Thursday, December 20, 2007

3400 pages for the hiding of the pork

Congress, under the gun at the last minute, decided to keep the US government running. They passed a single giant bill authorizing spending for next fiscal year for the entire government. It's nearly a trillion dollars, 3400 pages, and nobody has read it.
I mean, like who can read 3400 pages of the dull obfusticated text in less than a month? This baby went from Congress to President for signature in 24 hours, so it hasn't been read. The only people who know what's in it are the 20 or so staffers who wrote it. Or cut and pasted it together from last year's budget. Major benefit to the insiders, you got plenty of places to hide your pork.
Used to be, Congress would pass one appropriation bill for each executive department, Defense, Agriculture, Education, State, Treasury and so on. They were supposed to pass all appropriations bills before the end of the fiscal year. Back in 1964 this actually happened, I was in USAF at the time, and we took notice of these things. By the end of the fiscal year Air Force money was always tight and we waited for the new budget to come down so we could buy beans and bacon and jet fuel and spare parts and all the stuff you need to keep a fighter wing going.
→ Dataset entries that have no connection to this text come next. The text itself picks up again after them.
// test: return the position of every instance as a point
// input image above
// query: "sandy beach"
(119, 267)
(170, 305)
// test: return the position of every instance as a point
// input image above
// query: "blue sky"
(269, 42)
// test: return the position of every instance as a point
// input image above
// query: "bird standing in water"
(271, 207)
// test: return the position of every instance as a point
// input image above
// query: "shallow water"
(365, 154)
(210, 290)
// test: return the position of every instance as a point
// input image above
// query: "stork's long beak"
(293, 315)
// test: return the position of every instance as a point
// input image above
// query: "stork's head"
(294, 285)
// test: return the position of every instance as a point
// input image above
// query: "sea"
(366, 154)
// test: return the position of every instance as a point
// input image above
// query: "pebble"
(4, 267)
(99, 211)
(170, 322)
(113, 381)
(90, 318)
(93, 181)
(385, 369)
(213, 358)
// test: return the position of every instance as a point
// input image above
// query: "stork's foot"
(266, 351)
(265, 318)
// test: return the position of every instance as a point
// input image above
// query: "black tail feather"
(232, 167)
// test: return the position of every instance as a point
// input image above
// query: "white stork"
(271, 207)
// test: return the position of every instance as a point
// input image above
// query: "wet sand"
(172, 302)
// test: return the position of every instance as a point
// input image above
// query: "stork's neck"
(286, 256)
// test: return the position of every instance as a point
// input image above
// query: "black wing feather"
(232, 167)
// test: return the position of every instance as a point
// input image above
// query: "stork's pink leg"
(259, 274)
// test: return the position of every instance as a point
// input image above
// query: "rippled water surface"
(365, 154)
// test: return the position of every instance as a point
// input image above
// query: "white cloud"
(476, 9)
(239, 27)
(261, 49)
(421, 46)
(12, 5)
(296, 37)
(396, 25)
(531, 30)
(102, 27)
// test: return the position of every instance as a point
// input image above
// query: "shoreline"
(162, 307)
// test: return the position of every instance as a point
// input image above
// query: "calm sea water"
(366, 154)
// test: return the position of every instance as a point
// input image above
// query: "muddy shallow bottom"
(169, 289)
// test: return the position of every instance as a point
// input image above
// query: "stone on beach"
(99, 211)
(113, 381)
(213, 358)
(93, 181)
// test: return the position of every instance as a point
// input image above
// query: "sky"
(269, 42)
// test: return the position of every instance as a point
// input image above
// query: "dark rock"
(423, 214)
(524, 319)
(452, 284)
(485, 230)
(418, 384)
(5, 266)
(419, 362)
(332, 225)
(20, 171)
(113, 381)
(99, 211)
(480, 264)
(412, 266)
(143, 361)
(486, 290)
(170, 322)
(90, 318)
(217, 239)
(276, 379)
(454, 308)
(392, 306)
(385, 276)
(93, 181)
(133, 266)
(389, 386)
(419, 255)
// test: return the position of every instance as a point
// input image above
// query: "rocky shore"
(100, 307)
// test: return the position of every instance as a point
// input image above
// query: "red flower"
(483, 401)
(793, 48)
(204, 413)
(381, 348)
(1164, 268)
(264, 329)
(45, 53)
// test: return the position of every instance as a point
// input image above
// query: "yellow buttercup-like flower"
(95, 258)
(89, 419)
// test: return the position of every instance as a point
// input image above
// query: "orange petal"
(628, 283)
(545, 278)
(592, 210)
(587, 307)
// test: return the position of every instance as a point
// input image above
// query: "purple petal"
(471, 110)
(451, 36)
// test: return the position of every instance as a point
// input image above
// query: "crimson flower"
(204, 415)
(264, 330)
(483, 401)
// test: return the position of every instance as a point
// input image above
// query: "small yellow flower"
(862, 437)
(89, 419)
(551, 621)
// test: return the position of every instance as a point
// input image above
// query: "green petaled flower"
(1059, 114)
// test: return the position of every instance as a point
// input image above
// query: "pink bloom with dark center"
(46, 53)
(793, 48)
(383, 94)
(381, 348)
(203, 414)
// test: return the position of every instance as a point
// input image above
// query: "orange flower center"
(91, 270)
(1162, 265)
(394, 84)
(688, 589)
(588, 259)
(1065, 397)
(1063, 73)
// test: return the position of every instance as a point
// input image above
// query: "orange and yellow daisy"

Next year (1965) Congress was a month late, and things got very tight indeed. So for 1966 Uncle Sam moved the end of the fiscal year back a month to give Congress more time to do the appropriations bills. Naturally the appropriation bills were even later. Give 'em more time and they will take more time. This annual slippage kept getting worse.
Some time in the 80's or 90's, Congress just gave up appropriating and started passing "continuing resolutions" at the last minute. A continuing resolution is an act of Congress that says "Keep things running, limit your spending this year to whatever was in last year's appropriation."
Now, they let everything go til the last minute, and then pass a single giant continuing resolution which in reality, puts the power of the purse into the hands of Congressional staffers, and a few well connected lobbyists. Congressmen just vote on whatever the staffers create, they don't have a clue what's in it.
Back when appropriations bills only covered one department, they were smaller and it was possible for diligent Congressmen to understand one of them. These few diligent Congressmen became legends in the armed services, Carl Vincent, Sam Nunn, and John Stennis for example. Stennis was so legendary that they named an aircraft carrier after him.
Apparently modern Congress men are more interested in making political gestures, like trying to cut off Iraq war funding again and again when they don't have the votes to do it, rather than getting the country's business done. Business has been delegated to unelected staffers, so the elected Congressmen can spend their time posing for the TV cameras.